Your teen has been to summer camp for a few years, and now they’re old enough to join camp staff as a Counselor-In-Training (CIT). Why should they? What are the benefits of your child being on staff? Counselors on staff are provided important training, get real-life opportunities to manage conflict and learn practical life skills while having fun all the while.
Here are 10 practical reasons why a teen should think about joining camp staff for the summer:
1. New counselors are provided a wide variety of training - A portion of it may be off-site, such as manuals, that need to be read before camp and online courses, but the rest of the new skills will be learned at camp. “Topics such as recognizing and dealing with potential bullying, inappropriate behaviors, respect for fellow staff and campers, and how to encourage children to participate at activities should be included in camp staff training,” says Howard Batterman, owner of Sesame/Rockwood Camps and Diamond Ridge Camps.
2. Camp counselors, as well as other camp staff, are required to learn CPR and First-Aid - This training will include learning to recognize and care for first-aid emergencies, such as burns and cuts, neck and back injuries, and heat and cold emergencies.
3. Many camps provide ‘real life situations’training for counselors and their CITs - Check into the facility’s program to see if the camp has a designated level of counselors, like CITs for a year, and then progress to a full-time counselor.
4. Camps typically have weekly debriefing sessions where only staff meet and discuss how camp is going - This is a time for counselors to share their assessments on how their cabin members are working together.
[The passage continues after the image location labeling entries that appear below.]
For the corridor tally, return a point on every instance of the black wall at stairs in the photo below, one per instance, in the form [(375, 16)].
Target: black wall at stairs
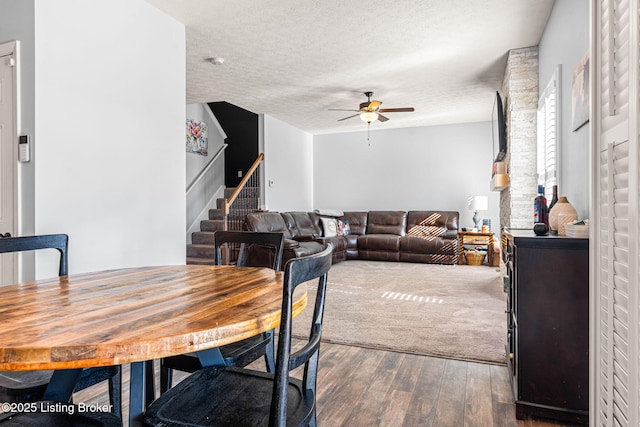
[(241, 127)]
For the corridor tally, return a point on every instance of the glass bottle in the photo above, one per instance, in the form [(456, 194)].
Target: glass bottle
[(540, 210), (554, 199)]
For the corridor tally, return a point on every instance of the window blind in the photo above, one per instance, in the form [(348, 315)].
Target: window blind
[(548, 137), (615, 291)]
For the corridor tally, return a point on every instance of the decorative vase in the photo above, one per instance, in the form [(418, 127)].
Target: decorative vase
[(568, 212)]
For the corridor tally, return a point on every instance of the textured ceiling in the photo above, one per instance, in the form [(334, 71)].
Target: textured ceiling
[(294, 59)]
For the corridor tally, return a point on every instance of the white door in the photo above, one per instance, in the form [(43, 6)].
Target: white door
[(7, 155)]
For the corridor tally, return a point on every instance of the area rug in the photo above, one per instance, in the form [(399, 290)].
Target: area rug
[(450, 311)]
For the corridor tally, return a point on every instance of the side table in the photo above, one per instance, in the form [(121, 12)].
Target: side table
[(475, 238)]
Team-building among the staff can happen too during these downtimes. Your teen can learn various people skills that will help them in the future.
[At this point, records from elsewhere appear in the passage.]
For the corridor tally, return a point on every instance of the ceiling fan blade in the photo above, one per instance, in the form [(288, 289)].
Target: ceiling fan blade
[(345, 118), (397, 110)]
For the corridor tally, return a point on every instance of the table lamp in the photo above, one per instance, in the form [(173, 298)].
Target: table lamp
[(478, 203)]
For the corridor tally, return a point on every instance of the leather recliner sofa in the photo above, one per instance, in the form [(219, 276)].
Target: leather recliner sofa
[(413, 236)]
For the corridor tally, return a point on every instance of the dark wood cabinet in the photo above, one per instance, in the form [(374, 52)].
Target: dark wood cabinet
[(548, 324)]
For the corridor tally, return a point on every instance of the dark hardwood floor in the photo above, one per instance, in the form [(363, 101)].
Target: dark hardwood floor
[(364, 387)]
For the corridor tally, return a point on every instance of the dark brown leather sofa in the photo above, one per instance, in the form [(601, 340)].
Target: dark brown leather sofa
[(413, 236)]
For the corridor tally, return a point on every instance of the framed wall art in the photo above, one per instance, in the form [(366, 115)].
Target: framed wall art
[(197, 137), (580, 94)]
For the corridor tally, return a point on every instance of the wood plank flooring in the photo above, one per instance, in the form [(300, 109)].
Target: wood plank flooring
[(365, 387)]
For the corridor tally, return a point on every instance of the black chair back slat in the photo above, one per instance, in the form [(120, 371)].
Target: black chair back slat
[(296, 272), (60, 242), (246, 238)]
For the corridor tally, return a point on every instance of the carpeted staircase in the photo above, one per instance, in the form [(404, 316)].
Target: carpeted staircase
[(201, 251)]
5. Additional feedback is often helpful in the maturing of a camp counselor - “That is why it is so important for the directors and administrators of a camp to monitor the progress of each and every staff member with constructive and written progress reports throughout the summer session,” says Batterman.
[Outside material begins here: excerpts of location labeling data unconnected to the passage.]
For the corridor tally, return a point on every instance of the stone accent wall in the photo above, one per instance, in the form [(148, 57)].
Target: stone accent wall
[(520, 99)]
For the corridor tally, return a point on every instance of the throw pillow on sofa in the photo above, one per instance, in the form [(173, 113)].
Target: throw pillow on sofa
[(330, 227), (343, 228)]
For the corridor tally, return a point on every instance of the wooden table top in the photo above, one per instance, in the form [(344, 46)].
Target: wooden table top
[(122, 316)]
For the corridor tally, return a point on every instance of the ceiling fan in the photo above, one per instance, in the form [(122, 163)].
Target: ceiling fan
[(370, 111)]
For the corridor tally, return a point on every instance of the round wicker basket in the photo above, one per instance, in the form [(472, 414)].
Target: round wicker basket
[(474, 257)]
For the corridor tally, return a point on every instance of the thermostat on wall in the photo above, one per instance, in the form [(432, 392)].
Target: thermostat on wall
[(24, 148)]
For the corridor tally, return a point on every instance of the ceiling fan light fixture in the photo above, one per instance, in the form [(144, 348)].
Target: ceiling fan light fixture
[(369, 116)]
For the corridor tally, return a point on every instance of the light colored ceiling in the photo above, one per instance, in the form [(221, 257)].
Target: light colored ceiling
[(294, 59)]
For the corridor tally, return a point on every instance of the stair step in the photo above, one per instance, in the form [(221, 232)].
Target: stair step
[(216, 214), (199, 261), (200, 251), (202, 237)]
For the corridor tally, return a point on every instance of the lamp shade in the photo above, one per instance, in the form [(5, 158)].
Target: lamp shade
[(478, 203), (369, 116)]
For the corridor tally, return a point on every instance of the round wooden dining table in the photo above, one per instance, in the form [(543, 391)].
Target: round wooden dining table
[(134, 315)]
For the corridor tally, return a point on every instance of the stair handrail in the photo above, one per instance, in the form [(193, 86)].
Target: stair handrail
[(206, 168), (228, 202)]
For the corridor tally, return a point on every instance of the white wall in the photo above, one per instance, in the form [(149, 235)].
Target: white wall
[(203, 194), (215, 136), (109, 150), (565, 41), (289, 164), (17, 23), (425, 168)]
6. Camp staff have a lot of fun but are required to be role models to the campers - “Working hard to set a positive example for youth is a challenging growth experience. When was the last time an 18-year-old went nine weeks without swearing, for example?” says psychologist, Dr. Christopher A. Thurber.
7. Facing conflict can be a difficult situation for some kids and while at camp, counselors will get a lot of opportunities to do so - Staff learn to recognize conflict and help campers see there are always two sides to a story. Camp staff work with kids to help them see that what they learn at camp can be brought home with them when the campers are back to the ‘real world.’ And your teen will learn the same conflict resolution skills that they are teaching campers.
Enhances leadership skills
8. Counselors also have to make sure their campers are being good sports - They need to rally the troops in a competition but remember good sportsmanship at the same time, which isn’t always an easy thing to do.
Being a staff member is a 24/7 job. And fortunately, electronics are discouraged during camp so it’s a positive environment to interact with other staff and campers. “Each activity, including meals, are terrific opportunities for the counselor to be creative in helping children become confident at an activity and in ways to get along with other campers and staff,” says Batterman.
9. Being a camp counselor, they may get a chance to laugh at themselves - Kids can be brutally honest and will point out the counselor’s shortcomings. “So being a camp counselor is, therefore, humbling and tremendously demanding,” says Thurber.
10. Camp counselors also get a chance to speak in front of groups - They’ll learn to be more outgoing and silly at the same time. Your once shy and awkward 18-year-old may come home a bit more boisterous and chatty.
“Camp staff directly influence youth development in ways that are tangible, rewarding, entertaining and of course, fun,” says Thurber. Camp staff thrive in an environment of exploration, build self-esteem in themselves and their campers, and have fun while doing it.